As denúncias sobre a Covaxin foram levantadas pelo deputado Luis Miranda (DEM-DF) e o irmão, o servidor do Ministério da Saúde Luis Ricardo Miranda. Eles relataram que avisaram Bolsonaro em uma reunião no dia 20 de março do ano passado sobre suspeitas de irregularidades na compra do imunizante, desenvolvido pelo laboratório indiano Bharat Biotech e negociada no Brasil pela empresa Precisa Medicamentos. Os dois prestaram depoimento na CPI. O servidor disse, por exemplo, que houve pressão dentro da pasta pela liberação da vacina, a mais cara a ter negócio fechado. Após as investigações da CPI, o contrato acabou sendo suspenso pelo governo. O caso levou à instauração de um inquérito no STF.
SEM PRODUÇÃO DE PROVAS
O delegado concluiu que há duas versões opostas sobre o caso: a de que o governo tomou providências para apurar as irregularidades, e a de que não agiu. Por outro lado, não foi possível produzir provas para atestar qual é a verdadeira. O delegado reconheceu que Bolsonaro não acionou a PF naquele momento, mas relatos de ex-integrantes do Ministério da Saúde apontam que a pasta foi comunicada pelo presidente para averiguar a denúncia: “Não é aceitável, face à impossibilidade de produção de prova concreta sobre tal circunstância, optar por uma das versões.”
Integrantes da CPI da Covid que fazem oposição ao governo reagiram no Twitter. Randolfe escreveu: “Não bastasse desmoralizar as instituições, agora Bolsonaro esculhamba a Polícia Federal. Precisamos tirar esse maloqueiro da Presidência esse ano! Vamos pedir a convocação do Ministro da Justiça e do diretor da PF para prestar esclarecimentos no Senado.”
Renan também contestou a conclusão da Polícia Federal: “Um delegado da PF subverteu a Lei ao afirmar que não é dever funcional do Presidente comunicar crimes. Os irmãos Miranda mostraram provas contra Bolsonaro por prevaricação na vacina da Covaxin. Esdrúxulo: o delegado confirma o crime, mas isenta a obrigação de agir de Bolsonaro.”
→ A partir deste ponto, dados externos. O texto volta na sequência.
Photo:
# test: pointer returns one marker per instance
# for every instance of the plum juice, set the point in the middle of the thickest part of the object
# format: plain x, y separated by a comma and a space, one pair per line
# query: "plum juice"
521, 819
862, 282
Alessandro Vieira (Cidadania-ES), que integrou CPI, e Fabiano Contarato (PT-ES), que não era membro da comissão, mas participava das reuniões, também contestaram o relatório. Os dois já foram delegados da Polícia Civil.
Entre os aliados de Bolsonaro, o tom foi outro. Para o senador Marcos Rogério (DEM-RO), que integrou a CPI, houve espetacularização dos trabalhos da comissão:
— Na CPI trataram (o caso) como um grande escândalo, mas eram acusações vazias, sem provas.
No relatório, o delegado informou que tomou várias providências. Solicitou e recebeu dos órgãos de controle cópias de procedimentos de fiscalização do contrato. Também foi feita uma perícia no WhatsApp do deputado Luís Miranda. Recebeu ainda cópias de depoimentos prestados na CPI e ouviu sete pessoas, entre elas Luis Miranda e o ex-ministro da Saúde Eduardo Pazuello.